Gold Resource (GORO) Proxy filing summary

Event summary combining transcript, slides, and related documents.

Logotype for Gold Resource Corporation

Proxy filing summary

29 May, 2026

Executive summary

  • Goldgroup Mining Inc. and Gold Resource Corporation entered into a definitive Arrangement Agreement and Plan of Merger, under which Goldgroup will acquire all outstanding shares of Gold Resource via a reverse triangular merger, making Gold Resource a wholly owned subsidiary of Goldgroup.

  • The transaction will be completed by way of a court-approved plan of arrangement under British Columbia law and a merger under Colorado law, with Gold Resource shareholders receiving 1.4476 Goldgroup shares per Gold Resource share, subject to a consolidation ratio to meet NYSE American listing requirements.

  • Upon completion, Gold Resource shareholders will own approximately 40% of the combined company, and Goldgroup shareholders will own about 60% on a fully diluted basis.

  • The boards of both companies have unanimously approved the merger, and a fairness opinion from ATB Cormark Capital Markets concluded the consideration is fair from a financial point of view.

  • The merger is expected to close in Q3 2026, subject to shareholder, court, and regulatory approvals, including from the TSXV, NYSE American, and the Supreme Court of British Columbia.

Voting matters and shareholder proposals

  • Shareholders will vote on: (1) approval of the Arrangement Agreement and Merger, (2) a non-binding advisory vote on merger-related compensation for named executive officers, and (3) approval of any adjournment of the special meeting to solicit additional proxies if needed.

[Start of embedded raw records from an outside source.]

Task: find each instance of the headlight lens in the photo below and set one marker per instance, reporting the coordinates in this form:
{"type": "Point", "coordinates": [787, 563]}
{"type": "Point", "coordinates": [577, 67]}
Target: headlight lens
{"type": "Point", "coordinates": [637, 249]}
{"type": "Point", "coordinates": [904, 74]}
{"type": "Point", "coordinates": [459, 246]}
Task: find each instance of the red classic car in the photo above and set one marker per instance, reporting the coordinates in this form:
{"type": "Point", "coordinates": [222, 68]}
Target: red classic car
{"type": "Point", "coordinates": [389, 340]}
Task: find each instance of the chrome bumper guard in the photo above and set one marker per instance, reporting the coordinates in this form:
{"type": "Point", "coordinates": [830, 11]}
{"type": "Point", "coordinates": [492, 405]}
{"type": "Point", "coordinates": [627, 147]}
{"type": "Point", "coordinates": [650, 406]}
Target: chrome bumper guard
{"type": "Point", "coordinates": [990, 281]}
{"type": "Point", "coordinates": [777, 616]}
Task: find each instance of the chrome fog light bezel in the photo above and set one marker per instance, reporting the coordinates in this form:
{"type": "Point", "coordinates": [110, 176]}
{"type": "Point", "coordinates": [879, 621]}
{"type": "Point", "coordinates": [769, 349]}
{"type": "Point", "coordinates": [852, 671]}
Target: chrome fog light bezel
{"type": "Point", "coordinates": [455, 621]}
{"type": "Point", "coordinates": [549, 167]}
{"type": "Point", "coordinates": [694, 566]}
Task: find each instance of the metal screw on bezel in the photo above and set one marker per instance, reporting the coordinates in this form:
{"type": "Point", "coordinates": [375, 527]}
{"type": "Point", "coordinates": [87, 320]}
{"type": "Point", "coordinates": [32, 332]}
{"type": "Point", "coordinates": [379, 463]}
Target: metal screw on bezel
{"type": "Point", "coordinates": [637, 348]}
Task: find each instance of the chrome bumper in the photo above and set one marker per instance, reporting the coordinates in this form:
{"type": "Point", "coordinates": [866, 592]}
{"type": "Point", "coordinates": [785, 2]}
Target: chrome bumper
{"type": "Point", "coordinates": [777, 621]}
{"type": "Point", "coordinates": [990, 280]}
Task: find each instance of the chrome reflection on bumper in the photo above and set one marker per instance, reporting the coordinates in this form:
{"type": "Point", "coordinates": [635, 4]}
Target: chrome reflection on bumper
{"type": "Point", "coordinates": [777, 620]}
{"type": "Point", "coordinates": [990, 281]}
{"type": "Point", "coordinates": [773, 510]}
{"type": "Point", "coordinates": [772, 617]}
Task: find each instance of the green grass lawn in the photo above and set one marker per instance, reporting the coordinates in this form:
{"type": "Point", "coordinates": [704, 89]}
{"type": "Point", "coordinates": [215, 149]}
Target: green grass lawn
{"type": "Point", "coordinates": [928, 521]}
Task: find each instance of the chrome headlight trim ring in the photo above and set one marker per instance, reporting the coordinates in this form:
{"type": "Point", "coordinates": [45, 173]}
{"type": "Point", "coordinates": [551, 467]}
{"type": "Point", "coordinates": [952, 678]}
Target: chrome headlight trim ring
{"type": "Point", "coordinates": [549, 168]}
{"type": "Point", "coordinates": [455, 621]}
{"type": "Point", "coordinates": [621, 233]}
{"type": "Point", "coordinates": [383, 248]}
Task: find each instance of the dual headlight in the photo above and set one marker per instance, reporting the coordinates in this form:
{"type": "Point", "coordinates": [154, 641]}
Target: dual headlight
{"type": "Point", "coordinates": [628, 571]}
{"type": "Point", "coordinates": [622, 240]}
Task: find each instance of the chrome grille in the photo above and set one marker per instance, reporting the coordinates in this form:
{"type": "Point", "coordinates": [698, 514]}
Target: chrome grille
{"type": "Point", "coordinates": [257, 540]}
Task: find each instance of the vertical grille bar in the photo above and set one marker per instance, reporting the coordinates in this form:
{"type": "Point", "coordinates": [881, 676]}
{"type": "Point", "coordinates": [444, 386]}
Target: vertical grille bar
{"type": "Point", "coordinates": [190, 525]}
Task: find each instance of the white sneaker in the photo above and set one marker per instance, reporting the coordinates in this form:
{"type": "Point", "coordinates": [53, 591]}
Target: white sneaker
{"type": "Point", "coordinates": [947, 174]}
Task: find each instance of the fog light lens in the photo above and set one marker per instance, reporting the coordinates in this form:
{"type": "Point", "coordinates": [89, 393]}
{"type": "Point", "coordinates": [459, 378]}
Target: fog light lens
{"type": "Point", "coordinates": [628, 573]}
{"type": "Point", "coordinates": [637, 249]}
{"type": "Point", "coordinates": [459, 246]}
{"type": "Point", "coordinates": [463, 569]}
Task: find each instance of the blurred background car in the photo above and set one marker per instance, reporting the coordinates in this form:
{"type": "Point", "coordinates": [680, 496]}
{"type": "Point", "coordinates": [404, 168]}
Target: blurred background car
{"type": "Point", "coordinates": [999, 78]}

  • Approval of the merger proposal requires a majority of outstanding shares; the compensation and adjournment proposals require a majority of votes cast.

  • The board recommends voting FOR all proposals.

Board of directors and corporate governance

  • The combined company’s board will have five directors: three selected by Goldgroup and two by Gold Resource.

  • Anticipated management includes current Gold Resource executive officers, but this is not a closing condition.

  • Both companies’ boards have adopted resolutions recommending the transaction and have agreed to non-solicitation covenants with exceptions for superior proposals.